Another dividend from Quest Diagnostics

After coming up empty on the dividend front yesterday, today’s $0.45 payment from Quest Diagnostics got me back on track.

It boosted by October dividend income to $19.61 and brought my 2017 haul to $253.62.

Here’s a closer look at the company for those of you looking for what I believe is a solid choice for a dividend payer in the healthcare sector.

Quest Diagnostics

Quest Diagnostics (DGX) provides diagnostic testing, information and services that help patients and physicians make better healthcare decisions.

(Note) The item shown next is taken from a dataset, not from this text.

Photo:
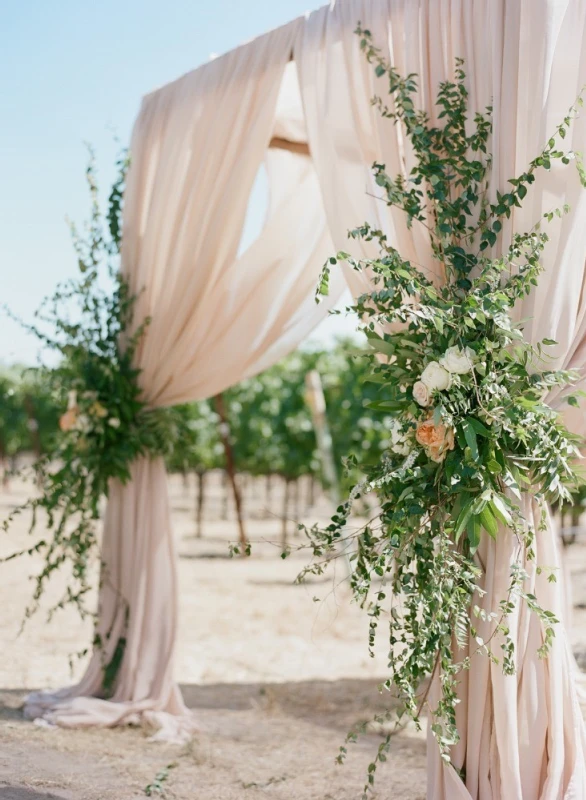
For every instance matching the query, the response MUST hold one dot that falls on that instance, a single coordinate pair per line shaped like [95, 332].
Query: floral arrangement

Seems pretty straightforward, right?

It’s been in the news most recently for announcing the acquisition of the Cleveland HeartLab. The move forms a strategic collaboration with the Cleveland Clinic – a hospital I, having lived in Ohio my entire life, have a hell of a lot of respect for. I’ve never had to visit the place, thankfully, but you don’t have to search very hard to find all sorts of stories about the kind of work being done at the world-class facility.

I think the collaboration will mean nothing but good things for Quest and its stock.

My one share has dipped $3.87 (4.03%) since I purchased it back in February, but, thanks in large part to the announcement I just talked about, I think it’ll move in the other direction sooner than later.

It might be a good time to buy a few shares if you haven’t already. Its P/E ratio is sitting at 18.58 and Quest Diagnostics is trading closer to its 52-week low ($79.12) than its 52-week high ($112.96).

Cash isn’t a problem as the company has a profit margin of 9.93%, a manageable debt/capital ratio of 43.89% and earnings per share of $4.96.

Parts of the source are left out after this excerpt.